Alexander was a son of Heraclius II (Erekle), king of Kartli and Kakheti in eastern Georgia, and his third wife Darejan Dadiani. He was educated by the Catholic missionaries at the court of his father. At age 12 or 13, he was tutored by and served as an aide to the Tiflis-based German adventurer and physician Jacob Reineggs, who played a role in the Russian–Georgian diplomacy until his retirement to the Russian Empire in 1783. Alexander became involved in the politics and administration of his country at a very young age. In 1793, he was entrusted by Heraclius with the government of the district of Kazakh and in 1794 he was invested with the appanage in Somkhiti. Around the same time, Alexander was present with the army sent by Heraclius in support of his grandson, King Solomon II of Imereti, against his rival David.
In 1795, Alexander led a Georgian contingent dispatched to help the allied Ibrahim Khalil Khan of Karabakh against the Iranian encroachment. In June, the allies fought back a 20,000-strong force sent by Agha Mohammad Khan Qajar against Karabakh. Back in Georgia, in July 1795, Alexander raised a force of Turkic mercenaries brought from Karabakh against the anticipated Iranian advance. Fighting by his father's side, Alexander witnessed the sack of Tiflis in a disastrous attack by Agha Mohammad Khan Qajar, who resented Heraclius's rapprochement with the Russian Empire and demanded Georgia's reversal to traditional allegiance to Iran. Disappointed by his failure, Heraclius, then over 75, retired to his native Telavi, leaving Alexander in charge of restoring Tiflis.

Break with George XII 

After the death of Heraclius in 1798, Alexander, together with his mother Darejan and brother Iulon, led opposition to the accession of his half-brother, George XII. The conflict between the sons of Heraclius had already been brewing  during their father's lifetime, and now evolved into an open confrontation. Alexander occupied the Muslim-majority districts of Kazakh, Borchalo, and Shamshadil, and refused to obey the new king. Being in ill-health and weakened, George XII relied on the Russian protection. Alexander, suspecting that the Russian presence in the country would eventually lead to an outright annexation, was persuaded by the shah of Iran, Fath Ali Shah Qajar, to leave Georgia and join his forces with Omar Khan, the ruler of the Avars in Dagestan and an erstwhile enemy of Heraclius II, in 1799.

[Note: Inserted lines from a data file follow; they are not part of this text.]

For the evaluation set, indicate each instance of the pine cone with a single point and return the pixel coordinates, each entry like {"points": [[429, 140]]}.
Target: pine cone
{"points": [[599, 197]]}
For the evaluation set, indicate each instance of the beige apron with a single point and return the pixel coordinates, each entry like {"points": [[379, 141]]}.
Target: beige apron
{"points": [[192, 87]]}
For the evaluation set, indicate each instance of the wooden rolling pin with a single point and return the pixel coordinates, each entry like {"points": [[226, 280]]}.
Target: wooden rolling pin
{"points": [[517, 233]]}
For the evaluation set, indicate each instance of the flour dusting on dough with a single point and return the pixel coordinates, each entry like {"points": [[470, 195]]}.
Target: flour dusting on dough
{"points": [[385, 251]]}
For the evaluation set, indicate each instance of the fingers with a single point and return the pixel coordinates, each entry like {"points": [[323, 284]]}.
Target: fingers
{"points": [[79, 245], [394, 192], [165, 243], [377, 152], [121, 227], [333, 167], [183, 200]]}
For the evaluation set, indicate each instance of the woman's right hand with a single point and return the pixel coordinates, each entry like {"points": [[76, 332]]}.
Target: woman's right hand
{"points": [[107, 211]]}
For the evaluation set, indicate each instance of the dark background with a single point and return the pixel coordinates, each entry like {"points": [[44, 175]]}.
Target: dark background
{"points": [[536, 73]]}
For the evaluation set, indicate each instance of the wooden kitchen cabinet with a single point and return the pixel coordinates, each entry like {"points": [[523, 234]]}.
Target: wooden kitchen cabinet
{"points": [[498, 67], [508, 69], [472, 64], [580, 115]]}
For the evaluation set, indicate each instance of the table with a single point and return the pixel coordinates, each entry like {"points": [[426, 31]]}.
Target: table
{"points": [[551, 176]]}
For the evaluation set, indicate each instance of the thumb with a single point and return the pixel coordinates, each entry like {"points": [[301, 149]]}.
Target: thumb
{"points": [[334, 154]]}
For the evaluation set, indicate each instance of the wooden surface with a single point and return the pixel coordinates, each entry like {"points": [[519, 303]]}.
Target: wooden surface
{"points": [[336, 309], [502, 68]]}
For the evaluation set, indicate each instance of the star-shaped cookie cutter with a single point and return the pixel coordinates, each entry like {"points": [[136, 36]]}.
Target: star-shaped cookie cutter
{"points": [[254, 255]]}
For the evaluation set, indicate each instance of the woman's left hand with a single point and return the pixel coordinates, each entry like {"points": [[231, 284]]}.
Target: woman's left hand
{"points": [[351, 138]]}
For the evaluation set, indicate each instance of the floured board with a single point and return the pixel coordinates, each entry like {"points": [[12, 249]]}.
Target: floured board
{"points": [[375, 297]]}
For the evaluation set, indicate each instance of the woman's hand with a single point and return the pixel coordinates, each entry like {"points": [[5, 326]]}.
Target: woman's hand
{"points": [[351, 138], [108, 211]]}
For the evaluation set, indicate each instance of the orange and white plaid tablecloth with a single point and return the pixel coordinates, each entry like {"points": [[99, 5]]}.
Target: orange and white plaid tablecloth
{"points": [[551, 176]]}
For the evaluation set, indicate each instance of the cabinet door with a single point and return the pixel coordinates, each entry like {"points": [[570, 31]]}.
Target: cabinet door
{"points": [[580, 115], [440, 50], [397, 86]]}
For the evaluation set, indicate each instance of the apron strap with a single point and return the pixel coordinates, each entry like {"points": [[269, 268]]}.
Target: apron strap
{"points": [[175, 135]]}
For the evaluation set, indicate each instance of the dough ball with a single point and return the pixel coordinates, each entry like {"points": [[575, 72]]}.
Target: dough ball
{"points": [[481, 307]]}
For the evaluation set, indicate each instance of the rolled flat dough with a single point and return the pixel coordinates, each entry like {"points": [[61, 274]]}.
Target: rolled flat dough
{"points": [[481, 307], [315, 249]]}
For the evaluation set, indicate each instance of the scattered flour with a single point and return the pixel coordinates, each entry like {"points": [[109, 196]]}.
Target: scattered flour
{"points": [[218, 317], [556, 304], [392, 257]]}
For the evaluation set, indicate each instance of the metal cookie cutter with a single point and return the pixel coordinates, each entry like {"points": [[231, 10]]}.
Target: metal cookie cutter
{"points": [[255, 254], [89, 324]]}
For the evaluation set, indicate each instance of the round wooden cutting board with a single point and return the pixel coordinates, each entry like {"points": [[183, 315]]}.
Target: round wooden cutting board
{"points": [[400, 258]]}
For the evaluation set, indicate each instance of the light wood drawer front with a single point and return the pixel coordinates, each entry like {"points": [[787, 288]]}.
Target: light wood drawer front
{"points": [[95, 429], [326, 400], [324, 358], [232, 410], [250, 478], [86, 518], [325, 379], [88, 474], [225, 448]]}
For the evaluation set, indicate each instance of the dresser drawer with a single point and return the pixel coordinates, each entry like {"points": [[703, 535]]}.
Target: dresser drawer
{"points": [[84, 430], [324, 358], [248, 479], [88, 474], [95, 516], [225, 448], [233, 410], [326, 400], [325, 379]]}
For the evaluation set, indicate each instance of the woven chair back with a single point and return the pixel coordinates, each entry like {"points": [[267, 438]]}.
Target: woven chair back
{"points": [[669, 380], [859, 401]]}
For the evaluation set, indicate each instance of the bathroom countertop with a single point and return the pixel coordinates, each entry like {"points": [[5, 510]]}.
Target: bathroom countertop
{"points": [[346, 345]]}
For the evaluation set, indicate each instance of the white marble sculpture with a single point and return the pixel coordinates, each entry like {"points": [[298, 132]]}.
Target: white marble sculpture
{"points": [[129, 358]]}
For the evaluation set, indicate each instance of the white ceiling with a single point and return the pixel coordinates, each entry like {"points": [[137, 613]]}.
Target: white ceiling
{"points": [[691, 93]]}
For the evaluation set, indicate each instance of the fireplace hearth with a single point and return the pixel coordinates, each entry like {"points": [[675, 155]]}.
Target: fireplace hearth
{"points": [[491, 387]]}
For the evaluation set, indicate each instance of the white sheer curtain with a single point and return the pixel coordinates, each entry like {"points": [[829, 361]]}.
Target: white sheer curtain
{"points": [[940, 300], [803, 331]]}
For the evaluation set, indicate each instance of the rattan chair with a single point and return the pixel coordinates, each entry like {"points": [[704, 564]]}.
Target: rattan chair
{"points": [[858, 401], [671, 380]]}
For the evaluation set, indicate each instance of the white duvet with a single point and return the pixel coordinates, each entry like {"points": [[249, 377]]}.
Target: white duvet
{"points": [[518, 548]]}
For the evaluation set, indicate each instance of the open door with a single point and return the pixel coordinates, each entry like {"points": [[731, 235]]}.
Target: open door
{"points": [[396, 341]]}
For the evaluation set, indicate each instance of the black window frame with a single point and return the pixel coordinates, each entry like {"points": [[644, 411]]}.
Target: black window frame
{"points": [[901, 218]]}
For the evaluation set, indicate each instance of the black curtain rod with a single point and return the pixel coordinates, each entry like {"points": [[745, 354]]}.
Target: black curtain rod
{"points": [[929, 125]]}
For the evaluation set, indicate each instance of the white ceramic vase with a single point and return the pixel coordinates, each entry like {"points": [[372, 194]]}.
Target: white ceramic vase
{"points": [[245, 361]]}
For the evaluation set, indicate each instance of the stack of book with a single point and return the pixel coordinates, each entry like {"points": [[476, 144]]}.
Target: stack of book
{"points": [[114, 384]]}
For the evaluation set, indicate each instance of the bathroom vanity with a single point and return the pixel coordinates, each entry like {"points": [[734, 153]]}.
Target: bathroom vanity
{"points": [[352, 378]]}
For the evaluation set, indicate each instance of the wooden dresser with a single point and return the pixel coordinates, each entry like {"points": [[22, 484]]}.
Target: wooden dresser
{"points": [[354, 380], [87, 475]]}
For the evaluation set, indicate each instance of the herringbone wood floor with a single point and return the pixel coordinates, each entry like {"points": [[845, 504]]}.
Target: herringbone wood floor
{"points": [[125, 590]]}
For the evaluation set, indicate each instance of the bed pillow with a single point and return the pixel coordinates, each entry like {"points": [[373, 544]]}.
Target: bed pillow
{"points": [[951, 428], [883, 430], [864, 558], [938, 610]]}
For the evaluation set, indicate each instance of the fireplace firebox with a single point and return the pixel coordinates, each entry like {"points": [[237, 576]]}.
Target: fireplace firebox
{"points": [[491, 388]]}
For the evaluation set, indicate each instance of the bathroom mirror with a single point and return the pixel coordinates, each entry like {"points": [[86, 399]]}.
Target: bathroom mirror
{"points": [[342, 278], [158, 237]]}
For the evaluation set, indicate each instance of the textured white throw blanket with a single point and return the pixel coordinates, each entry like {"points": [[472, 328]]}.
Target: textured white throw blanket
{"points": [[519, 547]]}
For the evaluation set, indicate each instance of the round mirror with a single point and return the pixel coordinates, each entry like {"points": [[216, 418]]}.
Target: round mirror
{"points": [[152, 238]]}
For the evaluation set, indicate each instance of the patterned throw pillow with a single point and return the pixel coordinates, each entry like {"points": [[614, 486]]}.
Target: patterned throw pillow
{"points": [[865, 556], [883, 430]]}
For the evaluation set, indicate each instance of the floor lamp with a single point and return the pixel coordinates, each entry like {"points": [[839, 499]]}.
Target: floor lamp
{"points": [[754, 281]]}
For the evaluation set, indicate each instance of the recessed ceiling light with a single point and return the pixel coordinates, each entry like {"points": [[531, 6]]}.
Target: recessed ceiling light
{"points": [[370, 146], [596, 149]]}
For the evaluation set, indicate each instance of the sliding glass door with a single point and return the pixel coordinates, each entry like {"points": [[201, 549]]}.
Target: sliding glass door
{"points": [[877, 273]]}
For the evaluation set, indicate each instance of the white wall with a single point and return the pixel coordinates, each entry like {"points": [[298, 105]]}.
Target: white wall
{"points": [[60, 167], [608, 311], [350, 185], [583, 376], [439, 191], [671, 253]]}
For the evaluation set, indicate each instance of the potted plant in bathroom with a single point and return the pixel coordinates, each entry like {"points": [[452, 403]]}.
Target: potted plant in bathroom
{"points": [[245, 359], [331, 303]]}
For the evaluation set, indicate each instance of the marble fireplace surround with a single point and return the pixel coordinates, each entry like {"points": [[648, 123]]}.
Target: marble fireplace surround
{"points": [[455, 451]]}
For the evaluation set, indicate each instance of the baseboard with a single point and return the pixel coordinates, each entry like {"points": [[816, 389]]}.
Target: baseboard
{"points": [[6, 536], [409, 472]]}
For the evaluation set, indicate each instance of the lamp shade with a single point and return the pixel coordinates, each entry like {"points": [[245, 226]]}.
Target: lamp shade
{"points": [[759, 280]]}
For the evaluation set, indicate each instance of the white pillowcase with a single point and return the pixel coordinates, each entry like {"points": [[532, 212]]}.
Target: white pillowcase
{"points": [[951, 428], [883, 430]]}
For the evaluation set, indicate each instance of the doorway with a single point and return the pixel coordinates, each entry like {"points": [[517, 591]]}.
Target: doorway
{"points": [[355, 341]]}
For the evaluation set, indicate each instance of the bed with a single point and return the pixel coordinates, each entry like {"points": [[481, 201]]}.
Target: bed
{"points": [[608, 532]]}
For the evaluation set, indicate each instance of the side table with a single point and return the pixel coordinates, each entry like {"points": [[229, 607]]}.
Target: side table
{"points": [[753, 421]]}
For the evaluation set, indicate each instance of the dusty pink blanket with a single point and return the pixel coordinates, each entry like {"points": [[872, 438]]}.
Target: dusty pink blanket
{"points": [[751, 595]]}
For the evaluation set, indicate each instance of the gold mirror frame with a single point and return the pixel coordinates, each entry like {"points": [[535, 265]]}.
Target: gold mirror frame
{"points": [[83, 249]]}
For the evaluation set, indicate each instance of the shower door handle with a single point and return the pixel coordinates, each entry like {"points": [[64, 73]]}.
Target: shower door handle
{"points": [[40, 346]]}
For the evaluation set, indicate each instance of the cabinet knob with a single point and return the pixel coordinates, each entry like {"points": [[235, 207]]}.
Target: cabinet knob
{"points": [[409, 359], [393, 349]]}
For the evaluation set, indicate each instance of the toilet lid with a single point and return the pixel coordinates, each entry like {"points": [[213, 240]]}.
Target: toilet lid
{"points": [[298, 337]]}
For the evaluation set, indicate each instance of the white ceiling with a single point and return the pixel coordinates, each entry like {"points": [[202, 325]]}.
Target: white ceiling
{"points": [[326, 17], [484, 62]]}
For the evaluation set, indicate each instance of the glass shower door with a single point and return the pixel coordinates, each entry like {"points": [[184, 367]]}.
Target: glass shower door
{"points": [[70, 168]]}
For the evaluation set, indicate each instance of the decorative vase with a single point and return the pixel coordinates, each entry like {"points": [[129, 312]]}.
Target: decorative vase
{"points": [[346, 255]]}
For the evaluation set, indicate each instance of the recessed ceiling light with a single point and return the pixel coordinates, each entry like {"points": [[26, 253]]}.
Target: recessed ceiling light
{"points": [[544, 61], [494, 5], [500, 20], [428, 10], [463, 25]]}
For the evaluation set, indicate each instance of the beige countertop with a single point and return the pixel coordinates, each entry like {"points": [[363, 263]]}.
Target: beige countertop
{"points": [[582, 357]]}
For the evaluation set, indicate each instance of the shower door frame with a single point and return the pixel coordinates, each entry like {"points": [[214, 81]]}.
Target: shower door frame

Fath Ali rewarded Alexander's defection by promising to support his claim to the Georgian throne. Alexander began raising an army and issued an appeal to the people of Kartli and Kakheti, trying to justify his new alliance with the traditional foes of the Georgians and swearing by the grave of Saint Nino that the Avar army was being assembled not to ravage the country, but to defend Alexander's right to the throne. At the same time, he sent letters to his mother and brothers, assuring that they would be saved from the Russian oppression.

In November 1800, Alexander and Omar Khan led their forces into Kakheti, but they were met and decisively defeated by a combined Russo-Georgian army on the banks of the Iori river on 7 November 1800. Wounded in action, Omar Khan retreated to the mountains of Dagestan, while Alexander and his followers fled to Ibrahim Khalil Khan of Karabakh, and then to Dagestan. In the meantime, the defeat of his allies convinced Fath Ali not to proceed with his planned invasion of Georgia and he recalled his army to Tabriz. Declared by the Russians a traitor to be taken dead or alive, Alexander thus began three decades of resistance.

Struggle against Russia

Russo-Persian war 
After King George XII's death in December 1800, the Russian government prevented his heir Prince David from assuming the throne and brought Kartli and Kakheti more closely under its control. On 12 September 1801, Tsar Alexander I of Russia issued a manifesto, declaring the Georgian monarchy abolished and imposing a Russian administration. As the Russians began deporting the Georgian royal family members to Russia proper, many princes openly revolted. Alexander's brothers, Iulon and Parnaoz, fled to Solomon II, King of Imereti in western Georgia, while his half-nephew Teimuraz, a son of the late king George XII and the future historian, joined him in Dagestan.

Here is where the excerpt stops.